My problem is that I have a mysql query that runs really fast (0.3 seconds) even though it has a large amount of left joins and a few conditions on the joined columns, but when I add one more condition the query takes upwards of 180 seconds! I understand that the condition means the execution plan has to adjust to pull all potential records first and then apply the condition in a loop, but what's weird to me is that the fast query without the additional condition only returns 16 rows, and even just wrapping the query with the condition on the outer query takes a crazy amount of time when you would think it would only just add an additional loop through 16 rows...

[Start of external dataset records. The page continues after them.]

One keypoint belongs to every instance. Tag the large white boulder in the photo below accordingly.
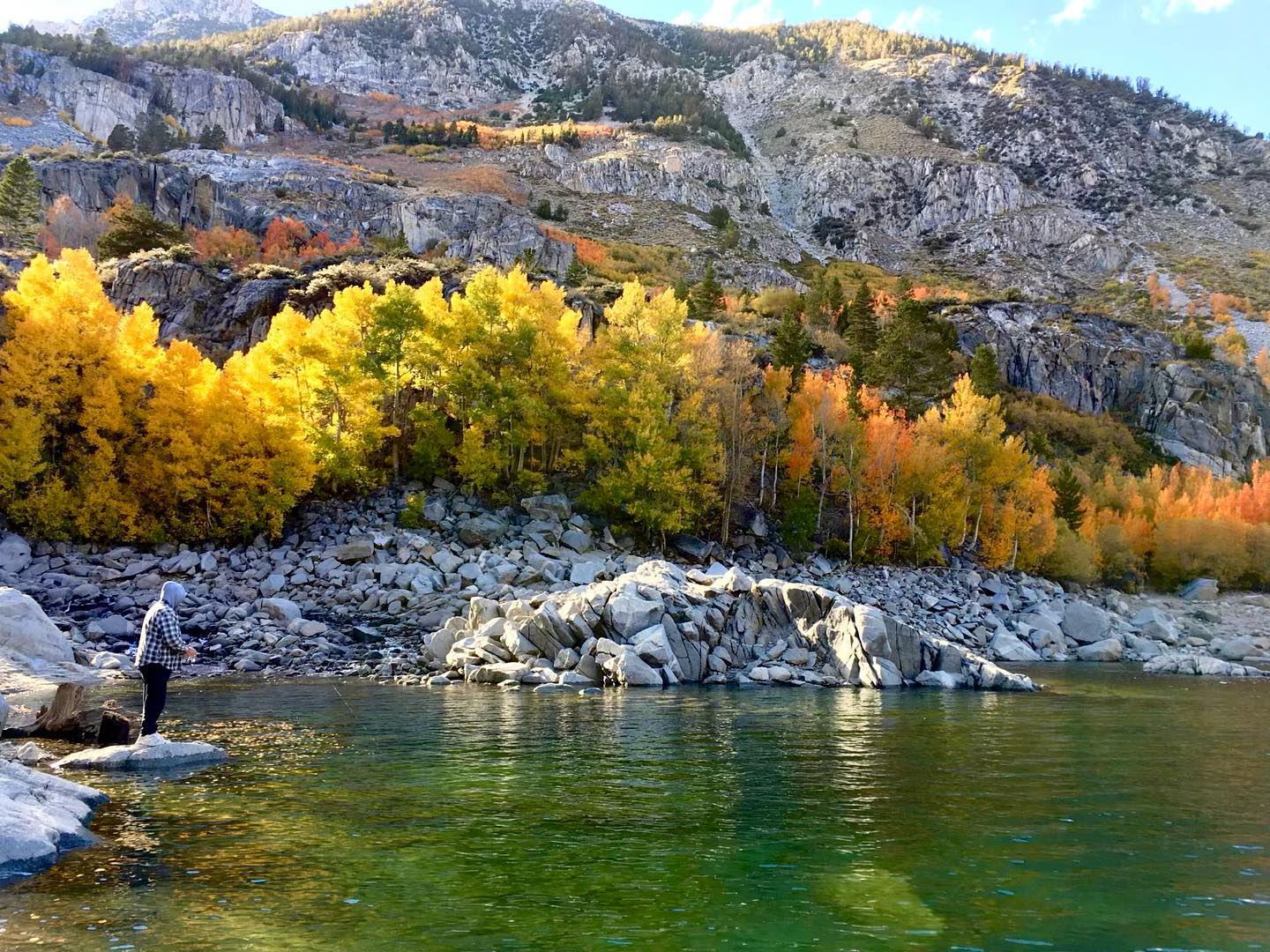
(14, 554)
(1104, 651)
(1007, 648)
(141, 756)
(40, 816)
(34, 652)
(630, 671)
(1085, 623)
(1183, 663)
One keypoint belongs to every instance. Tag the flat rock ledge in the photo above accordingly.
(132, 756)
(1183, 663)
(660, 626)
(41, 815)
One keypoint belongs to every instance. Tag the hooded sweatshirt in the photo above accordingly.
(161, 640)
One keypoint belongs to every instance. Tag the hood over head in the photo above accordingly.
(172, 593)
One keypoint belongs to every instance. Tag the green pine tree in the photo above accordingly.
(1068, 496)
(121, 138)
(833, 302)
(19, 204)
(213, 138)
(984, 374)
(791, 344)
(138, 230)
(576, 273)
(860, 329)
(706, 297)
(915, 355)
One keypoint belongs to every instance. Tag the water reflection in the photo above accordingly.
(387, 818)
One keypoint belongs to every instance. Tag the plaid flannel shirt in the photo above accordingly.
(161, 639)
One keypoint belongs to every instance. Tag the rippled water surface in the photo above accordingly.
(1114, 811)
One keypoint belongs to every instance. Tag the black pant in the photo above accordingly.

If it matters this is using Amazon Aurora serverless which should align with mysql 5.7
Here's what the query looks like. You can see the additional condition is commented out. (The general table structure of the DB itself cannot change currently so please refrain from suggesting a full database restructuring)
select
e1.entityId as _id,
v1.Value,
v2.Value
v3.Value,
v4.Value,
v5.Value,
v6.Value,
v7.Value,
v8.Value,
v9.Value,
v10.Value,
v11.Value,
v12.Value
from entity e1
left join val as v1 on (v1.entityId = e1.entityId and v1.attributeId = 1189)
left join val as v2 on (v2.entityId = e1.entityId and v2.attributeId = 1190)
left join entity as e2 on e2.entityId = (select entityId from entity where code = v1.Value and type = 88 limit 1)
left join val as v3 on (v3.entityId = e2.entityId and v3.attributeId = 507)
left join val as v4 on (v4.entityId = e2.entityId and v4.attributeId = 522)
left join val as v5 on (v5.entityId = e2.entityId and v5.attributeId = 558)
left join val as v6 on (v6.entityId = e2.entityId and v6.attributeId = 516)
left join val as v7 on (v7.entityId = e2.entityId and v7.attributeId = 518)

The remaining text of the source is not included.